Den aufgezeigten Horizonten des Gottesbegriffs korrespondiert die Transzendenz von Welt und Kosmos, welche über sich selbst hinausweisen (lat. transcendo). Denn sowohl der Wirklichkeit von Welt und Kosmos als auch der Universalhistorie und dem Menschen haften eine Selbsttranszendenz an, die sich zwischen den Dimensionen des „Woher“ und des „Wohin“ bewegt, wobei niemand diese Dimensionen letztgültig kennt oder in der Hand hat. Aufgrund der Kontingenz (Möglichkeit statt Notwendigkeit) und Endlichkeit ist die gesamte Wirklichkeit einer radikalen Fraglichkeit unterworfen, die im Staunen über das Wunder des Seins Frag-Würdigkeit enthält und die die Ahnung eines letzten Grundes beinhaltet. Damit verbunden ist die Frage nach einem letzten Sinn oder Ziel sowie das Phänomen der Gottesidee – alles Dimensionen, die „die Form eines unthematischen Gewahrseins haben“, weil „der Mensch von allem Anfang an in ein ihn übersteigendes ‚Geheimnis‘ hineingestellt ist, und zwar in der Weise, daß sich ihm ‚die unverfügbare […] Unendlichkeit der Wirklichkeit als Geheimnis dauernd zuschickt‘“7.

Weil die Selbsttranszendenz lediglich die Ahnung eines letzten Grundes bzw. eines Gottes ermöglicht, erlaubt sie keine spekulative Rekonstruktion Gottes aus natürlichen Gegebenheiten, seien sie kosmologischer oder anthropologischer Natur. Zwar ist laut alt- und neutestamentlichem Zeugnis die Erkennbarkeit Gottes aus seiner vom Schöpfergeist durchdrungenen Schöpfung gegeben (z.B. Ps 8; 19; 29; 104; 148; Act 14,16f.; 17,22ff.; Röm 1,19f.), weshalb es sich als unentschuldbar erweist, wenn der Mensch Gott die Ehre verweigert (Röm 1,20). Das bezeugt auch das menschliche Gewissen, insofern als das Gesetz Gottes dem Menschen ins Herz geschrieben ist (Röm 2,14f.). Der Mensch, dem sich auf diesen Wegen die Ahnung eröffnet, dass Gott ist, aber noch nicht, wer Gott ist (Luther), neigt jedoch nach Röm 1,18ff. zur Identifikation Gottes mit Geschöpflichem oder mit sich selbst – statt zu einer sich öffnenden Anerkennung Gottes.
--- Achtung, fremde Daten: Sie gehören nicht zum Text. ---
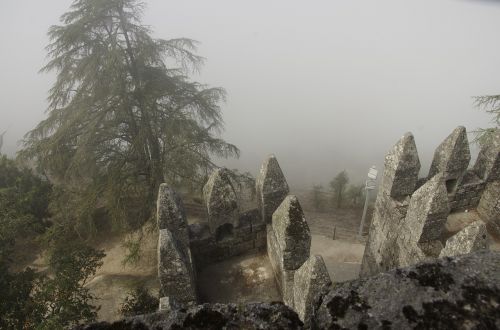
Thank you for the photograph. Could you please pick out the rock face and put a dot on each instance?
(401, 168)
(171, 215)
(450, 293)
(487, 165)
(310, 280)
(271, 188)
(472, 238)
(210, 317)
(460, 292)
(292, 233)
(398, 183)
(221, 200)
(452, 157)
(288, 245)
(418, 236)
(174, 270)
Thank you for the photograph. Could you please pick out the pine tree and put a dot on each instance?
(123, 116)
(491, 104)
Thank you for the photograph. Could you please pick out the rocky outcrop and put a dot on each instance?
(221, 201)
(398, 183)
(171, 215)
(450, 293)
(210, 317)
(310, 280)
(271, 188)
(288, 245)
(175, 270)
(452, 157)
(473, 237)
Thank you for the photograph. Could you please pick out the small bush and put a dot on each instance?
(139, 301)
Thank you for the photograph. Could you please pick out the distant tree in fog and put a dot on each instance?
(490, 104)
(355, 194)
(123, 116)
(338, 185)
(317, 196)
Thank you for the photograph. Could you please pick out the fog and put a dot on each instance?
(324, 85)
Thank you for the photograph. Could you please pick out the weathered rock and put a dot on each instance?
(419, 233)
(284, 278)
(171, 214)
(401, 168)
(487, 165)
(399, 180)
(452, 157)
(473, 237)
(292, 233)
(310, 280)
(451, 293)
(174, 270)
(168, 304)
(271, 188)
(210, 317)
(489, 206)
(221, 200)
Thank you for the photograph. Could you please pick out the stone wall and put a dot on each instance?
(176, 271)
(410, 216)
(248, 237)
(300, 277)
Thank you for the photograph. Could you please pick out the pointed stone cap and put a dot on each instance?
(292, 233)
(472, 238)
(174, 270)
(428, 211)
(221, 200)
(487, 165)
(171, 215)
(401, 168)
(308, 283)
(452, 156)
(271, 187)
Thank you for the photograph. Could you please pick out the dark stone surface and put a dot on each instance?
(215, 316)
(450, 293)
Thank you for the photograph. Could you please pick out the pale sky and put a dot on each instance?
(325, 85)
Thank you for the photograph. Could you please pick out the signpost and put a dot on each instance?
(369, 185)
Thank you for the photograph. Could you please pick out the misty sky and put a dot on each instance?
(325, 85)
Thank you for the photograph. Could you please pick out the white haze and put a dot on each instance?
(325, 85)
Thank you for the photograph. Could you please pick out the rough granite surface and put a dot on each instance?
(292, 233)
(174, 270)
(401, 167)
(450, 293)
(221, 200)
(210, 317)
(452, 156)
(461, 292)
(171, 214)
(419, 233)
(271, 188)
(310, 280)
(473, 237)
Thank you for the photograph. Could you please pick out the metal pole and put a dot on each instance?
(364, 211)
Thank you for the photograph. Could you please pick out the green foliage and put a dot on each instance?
(123, 116)
(139, 301)
(338, 185)
(31, 300)
(490, 104)
(317, 196)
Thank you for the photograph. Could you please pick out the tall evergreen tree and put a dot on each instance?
(123, 116)
(491, 104)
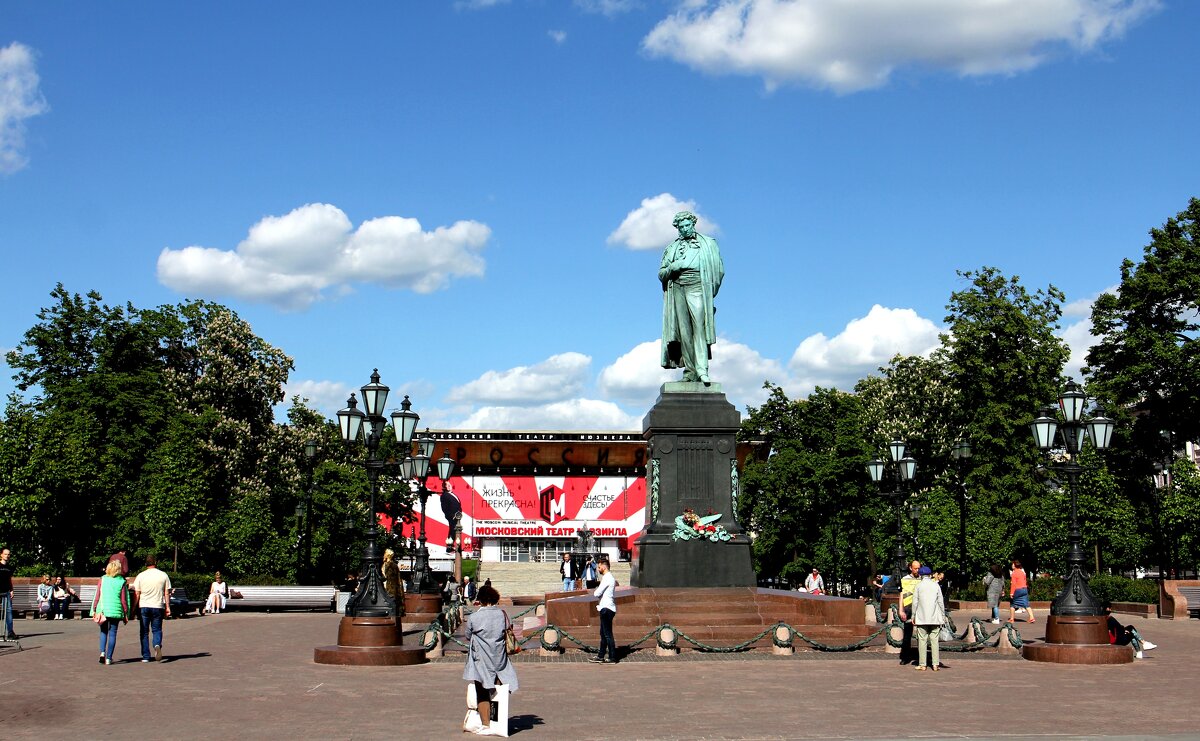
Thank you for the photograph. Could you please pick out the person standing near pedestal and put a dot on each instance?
(567, 571)
(121, 560)
(6, 594)
(691, 272)
(591, 576)
(907, 588)
(153, 588)
(814, 584)
(928, 615)
(607, 595)
(994, 584)
(487, 663)
(1019, 592)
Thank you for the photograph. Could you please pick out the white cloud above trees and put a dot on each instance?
(295, 259)
(21, 98)
(847, 46)
(555, 379)
(648, 226)
(558, 393)
(571, 414)
(862, 347)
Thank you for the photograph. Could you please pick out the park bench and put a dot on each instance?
(24, 600)
(180, 606)
(282, 597)
(1192, 594)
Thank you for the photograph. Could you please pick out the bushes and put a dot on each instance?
(1110, 588)
(1044, 589)
(975, 591)
(1107, 589)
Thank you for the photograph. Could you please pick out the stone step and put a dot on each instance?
(533, 579)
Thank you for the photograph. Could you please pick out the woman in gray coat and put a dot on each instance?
(487, 662)
(995, 585)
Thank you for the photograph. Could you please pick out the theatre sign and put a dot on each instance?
(534, 507)
(525, 495)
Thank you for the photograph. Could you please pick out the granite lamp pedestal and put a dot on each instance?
(693, 439)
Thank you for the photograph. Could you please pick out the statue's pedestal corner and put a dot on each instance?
(690, 387)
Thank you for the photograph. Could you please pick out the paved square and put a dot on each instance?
(251, 676)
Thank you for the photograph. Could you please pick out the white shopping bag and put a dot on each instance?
(499, 720)
(501, 710)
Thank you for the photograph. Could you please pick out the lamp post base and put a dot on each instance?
(1078, 639)
(370, 642)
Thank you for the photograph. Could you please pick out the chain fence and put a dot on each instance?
(783, 634)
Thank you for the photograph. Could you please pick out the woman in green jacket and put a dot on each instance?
(112, 603)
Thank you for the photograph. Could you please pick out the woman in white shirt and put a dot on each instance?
(219, 592)
(606, 592)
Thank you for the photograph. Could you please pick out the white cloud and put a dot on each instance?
(606, 7)
(555, 379)
(568, 415)
(1078, 335)
(856, 44)
(648, 227)
(323, 396)
(741, 371)
(19, 100)
(475, 5)
(637, 374)
(291, 260)
(865, 344)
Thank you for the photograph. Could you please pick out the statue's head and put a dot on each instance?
(685, 222)
(684, 216)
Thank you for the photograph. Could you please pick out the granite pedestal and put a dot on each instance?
(693, 439)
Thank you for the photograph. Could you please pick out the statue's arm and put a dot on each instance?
(719, 269)
(666, 269)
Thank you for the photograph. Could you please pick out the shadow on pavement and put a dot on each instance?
(525, 722)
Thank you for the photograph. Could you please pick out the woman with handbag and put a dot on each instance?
(112, 603)
(487, 661)
(61, 597)
(45, 591)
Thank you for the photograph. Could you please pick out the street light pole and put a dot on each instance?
(417, 469)
(961, 453)
(372, 600)
(310, 456)
(903, 469)
(1075, 597)
(915, 511)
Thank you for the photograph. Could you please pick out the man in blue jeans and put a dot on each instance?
(153, 588)
(6, 594)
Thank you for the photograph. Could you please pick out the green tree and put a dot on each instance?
(1145, 366)
(809, 504)
(101, 409)
(1003, 363)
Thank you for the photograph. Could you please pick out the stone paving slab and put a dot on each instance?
(247, 675)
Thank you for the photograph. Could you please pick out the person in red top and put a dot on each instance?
(1019, 592)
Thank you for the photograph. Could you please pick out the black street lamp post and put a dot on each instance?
(304, 510)
(915, 511)
(417, 470)
(454, 546)
(1163, 483)
(371, 600)
(1068, 435)
(961, 453)
(903, 468)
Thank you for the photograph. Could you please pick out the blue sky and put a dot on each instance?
(473, 197)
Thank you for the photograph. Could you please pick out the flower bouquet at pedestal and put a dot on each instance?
(690, 526)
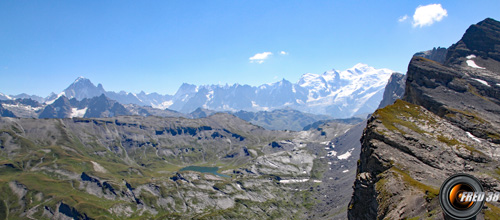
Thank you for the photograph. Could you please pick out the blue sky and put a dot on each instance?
(155, 46)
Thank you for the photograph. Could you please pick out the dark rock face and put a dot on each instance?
(61, 108)
(281, 119)
(5, 112)
(394, 89)
(447, 122)
(482, 39)
(436, 54)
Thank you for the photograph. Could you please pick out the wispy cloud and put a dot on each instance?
(403, 18)
(428, 14)
(260, 57)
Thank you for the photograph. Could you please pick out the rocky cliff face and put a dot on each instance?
(129, 167)
(447, 122)
(436, 54)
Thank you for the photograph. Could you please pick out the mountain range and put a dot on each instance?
(339, 94)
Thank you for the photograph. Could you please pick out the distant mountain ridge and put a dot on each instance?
(339, 94)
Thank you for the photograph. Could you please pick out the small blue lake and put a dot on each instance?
(212, 170)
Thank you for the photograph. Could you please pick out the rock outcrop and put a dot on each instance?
(447, 122)
(394, 89)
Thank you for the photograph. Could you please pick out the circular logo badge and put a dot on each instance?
(456, 196)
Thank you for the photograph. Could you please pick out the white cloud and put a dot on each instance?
(403, 18)
(260, 57)
(428, 14)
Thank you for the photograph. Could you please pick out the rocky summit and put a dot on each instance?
(447, 122)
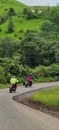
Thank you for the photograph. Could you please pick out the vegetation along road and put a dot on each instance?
(15, 116)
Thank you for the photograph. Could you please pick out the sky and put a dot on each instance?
(40, 2)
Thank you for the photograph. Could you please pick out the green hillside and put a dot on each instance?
(21, 24)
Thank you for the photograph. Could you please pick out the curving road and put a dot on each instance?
(15, 116)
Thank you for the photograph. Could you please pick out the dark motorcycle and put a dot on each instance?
(12, 88)
(27, 84)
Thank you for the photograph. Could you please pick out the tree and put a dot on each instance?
(11, 12)
(10, 26)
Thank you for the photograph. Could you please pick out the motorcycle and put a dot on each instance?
(12, 88)
(27, 84)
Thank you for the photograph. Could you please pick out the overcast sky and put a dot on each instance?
(40, 2)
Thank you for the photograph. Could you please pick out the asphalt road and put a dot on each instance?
(15, 116)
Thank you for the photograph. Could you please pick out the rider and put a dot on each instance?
(29, 79)
(13, 81)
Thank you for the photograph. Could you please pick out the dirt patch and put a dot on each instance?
(52, 110)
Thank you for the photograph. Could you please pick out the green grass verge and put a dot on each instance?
(49, 97)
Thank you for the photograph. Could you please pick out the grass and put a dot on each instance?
(19, 21)
(49, 97)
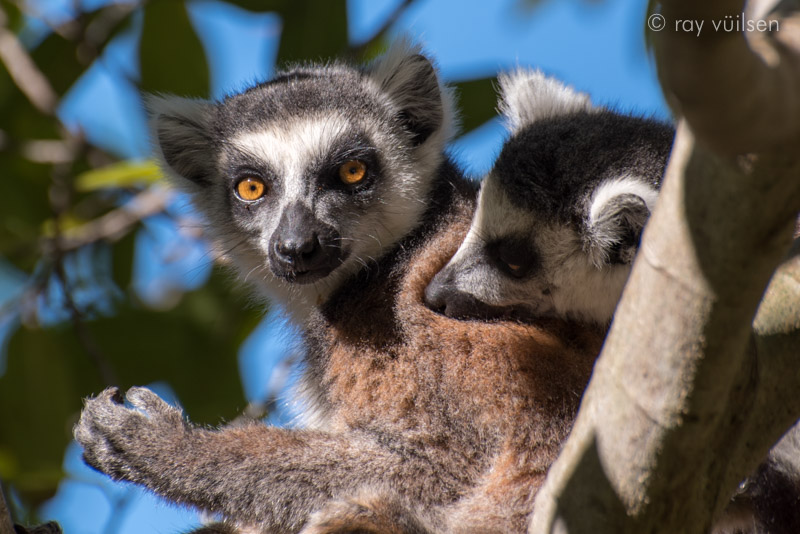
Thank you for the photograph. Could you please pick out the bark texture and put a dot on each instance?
(690, 391)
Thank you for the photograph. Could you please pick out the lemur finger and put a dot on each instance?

Denn die in Gen 3 erkennbare Versuchung des Menschen, sein eigener Gott sein zu wollen, zieht notwendig eine Selbstbehauptung und Selbstbegründung (Selbstvergöttlichung) nach sich, die auch das Gottesbild betrifft, weil der Mensch dann auch versucht ist, Gott selbst zu konstruieren bzw. zu rekonstruieren. Deshalb bedarf es zunächst der hermeneutischen Umkehr von selbstbehauptendem und spekulativem Denken zu empfangender Anerkennung der Kreatürlichkeit des Seins, was mit der Einsicht verbunden ist, dass Gott sich nur selbst erschließen kann.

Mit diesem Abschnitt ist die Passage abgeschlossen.